Paul se asomó al interior.

– Ten cuidado, es muy delicado, sobre todo el embrague.

Besó a Onega con frenesí, corrió al cruce y cogió un taxi.

Le dio la dirección del San Francisco Memorial Hospital.

Cuando le contase a Arthur lo que acababa de hacer, seguro que le prestaría su viejo Ford.

Lauren se despertó al compás de los martillazos que retumbaban en su cabeza. Las punzadas en el pie la obligaron a quitarse el vendaje para comprobar cómo estaba la herida.

– ¡Mierda! -dijo, al comprobar que supuraba-. ¡Sólo me faltaba esto!

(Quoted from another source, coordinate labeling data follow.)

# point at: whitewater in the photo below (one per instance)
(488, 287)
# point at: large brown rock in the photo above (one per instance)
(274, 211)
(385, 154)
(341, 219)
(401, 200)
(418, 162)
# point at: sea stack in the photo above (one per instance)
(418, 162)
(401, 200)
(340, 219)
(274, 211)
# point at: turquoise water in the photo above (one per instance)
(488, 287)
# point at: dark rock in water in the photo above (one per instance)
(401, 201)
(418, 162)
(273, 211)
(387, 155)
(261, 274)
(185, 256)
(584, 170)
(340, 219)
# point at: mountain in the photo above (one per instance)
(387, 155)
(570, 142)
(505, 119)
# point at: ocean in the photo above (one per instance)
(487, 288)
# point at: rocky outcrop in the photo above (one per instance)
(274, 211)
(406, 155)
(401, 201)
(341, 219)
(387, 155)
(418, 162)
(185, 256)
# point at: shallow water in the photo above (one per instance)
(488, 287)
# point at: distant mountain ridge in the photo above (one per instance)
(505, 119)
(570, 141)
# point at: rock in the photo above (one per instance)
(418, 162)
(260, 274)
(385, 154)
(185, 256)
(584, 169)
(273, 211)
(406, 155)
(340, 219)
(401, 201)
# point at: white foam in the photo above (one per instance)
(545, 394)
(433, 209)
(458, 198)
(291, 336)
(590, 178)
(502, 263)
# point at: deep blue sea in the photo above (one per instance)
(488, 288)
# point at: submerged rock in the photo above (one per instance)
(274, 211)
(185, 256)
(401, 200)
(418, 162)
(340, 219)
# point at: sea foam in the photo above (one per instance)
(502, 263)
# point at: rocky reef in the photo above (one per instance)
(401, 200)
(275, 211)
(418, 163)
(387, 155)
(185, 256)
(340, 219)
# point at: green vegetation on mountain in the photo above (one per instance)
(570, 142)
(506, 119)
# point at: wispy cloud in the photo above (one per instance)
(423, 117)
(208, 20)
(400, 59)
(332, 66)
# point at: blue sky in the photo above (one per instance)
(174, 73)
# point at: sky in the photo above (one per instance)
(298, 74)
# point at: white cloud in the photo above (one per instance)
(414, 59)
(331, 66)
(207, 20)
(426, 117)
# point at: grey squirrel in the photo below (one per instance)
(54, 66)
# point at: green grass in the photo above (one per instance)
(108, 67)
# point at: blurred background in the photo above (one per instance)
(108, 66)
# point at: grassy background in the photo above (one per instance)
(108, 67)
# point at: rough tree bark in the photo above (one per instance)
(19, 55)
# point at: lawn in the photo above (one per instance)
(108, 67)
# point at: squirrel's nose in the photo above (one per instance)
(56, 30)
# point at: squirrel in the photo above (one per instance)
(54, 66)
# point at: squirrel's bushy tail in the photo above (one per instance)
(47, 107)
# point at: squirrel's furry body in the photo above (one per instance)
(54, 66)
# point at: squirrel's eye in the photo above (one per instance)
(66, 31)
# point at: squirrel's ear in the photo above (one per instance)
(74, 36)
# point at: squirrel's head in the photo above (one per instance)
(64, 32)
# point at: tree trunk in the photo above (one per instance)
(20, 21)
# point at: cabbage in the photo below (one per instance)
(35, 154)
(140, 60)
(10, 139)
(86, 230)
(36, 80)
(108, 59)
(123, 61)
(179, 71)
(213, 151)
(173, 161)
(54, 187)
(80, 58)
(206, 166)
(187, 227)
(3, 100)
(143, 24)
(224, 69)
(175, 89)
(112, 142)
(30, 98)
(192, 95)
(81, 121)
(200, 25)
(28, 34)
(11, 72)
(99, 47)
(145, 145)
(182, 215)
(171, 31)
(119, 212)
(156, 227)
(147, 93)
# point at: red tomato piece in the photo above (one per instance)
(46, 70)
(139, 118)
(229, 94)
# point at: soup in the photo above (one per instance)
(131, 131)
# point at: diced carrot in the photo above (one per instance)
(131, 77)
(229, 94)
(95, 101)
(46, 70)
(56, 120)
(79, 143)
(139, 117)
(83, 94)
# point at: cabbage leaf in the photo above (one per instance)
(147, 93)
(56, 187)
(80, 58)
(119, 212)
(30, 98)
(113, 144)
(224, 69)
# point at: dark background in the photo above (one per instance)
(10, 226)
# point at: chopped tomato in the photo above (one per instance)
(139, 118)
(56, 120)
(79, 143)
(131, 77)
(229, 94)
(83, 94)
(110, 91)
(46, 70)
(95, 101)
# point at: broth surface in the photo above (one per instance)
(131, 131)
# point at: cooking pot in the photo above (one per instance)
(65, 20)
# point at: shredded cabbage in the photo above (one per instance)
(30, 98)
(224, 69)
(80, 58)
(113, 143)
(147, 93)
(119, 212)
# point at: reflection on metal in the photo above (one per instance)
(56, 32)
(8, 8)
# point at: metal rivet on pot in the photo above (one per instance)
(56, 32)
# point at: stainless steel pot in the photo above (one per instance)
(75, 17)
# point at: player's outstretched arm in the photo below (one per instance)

Se levantó y fue al cuarto de baño a la pata coja; abrió el botiquín, destapó una botella de antiséptico y roció el talón. El dolor fue tan violento, que soltó el frasco de alcohol y fue a parar al interior de la bañera. Lauren sabía muy bien que así no conseguiría nada. Había que limpiar la herida en profundidad y tomar antibióticos. Una infección de tal naturaleza podía tener consecuencias terribles. Se vistió y llamó a la compañía de taxis. No era aconsejable conducir en ese estado.

Diez minutos más tarde llegó al hospital. Un paciente que esperaba su turno desde hacía dos horas le sugirió con vehemencia que se pusiera a la cola como todo el mundo.

Ella le mostró su credencial y franqueó la puerta acristalada que daba a las cabinas de exploración.

– ¿Qué estás haciendo aquí? -le preguntó Betty-. Si Fernstein te ve…

– Cúrame el pie, me duele horrores.

– Para que tú te quejes, tiene que ser algo serio. Siéntate en esa silla de ruedas.

– Tampoco exageremos, ¿qué cabina está libre?

– La tres. Y date prisa, llevo aquí veintiséis horas, ni siquiera sé cómo me aguanto de pie.

– ¿No has podido descansar un poco esta noche?

– He hecho una pausa de unos minutos al amanecer.

Betty la hizo sentar en la camilla y le deshizo el vendaje paira inspeccionar la herida.

– ¿Cómo te las has apañado para que se infecte tan de prisa?

La enfermera preparó una jeringuilla de lidocaína. En cuanto la anestesia local hubo liberado a Lauren del dolor separó los bordes de la cicatriz y limpió meticulosamente los tejidos infectados. A continuación, preparó un nuevo kit de sutura.

– ¿Quieres coserte tú misma o me lo dejas a mí?

– Mejor tú, pero hazme un drenaje primero, no quiero correr ningún riesgo.

– Te va a quedar una buena cicatriz, lo siento.

– No viene de más una más.

Mientras la enfermera trabajaba, Lauren desgarró la sábana con los dedos. Cuando Betty le dio la espalda, aprovechó para hacerle una pregunta que le ardía en los labios.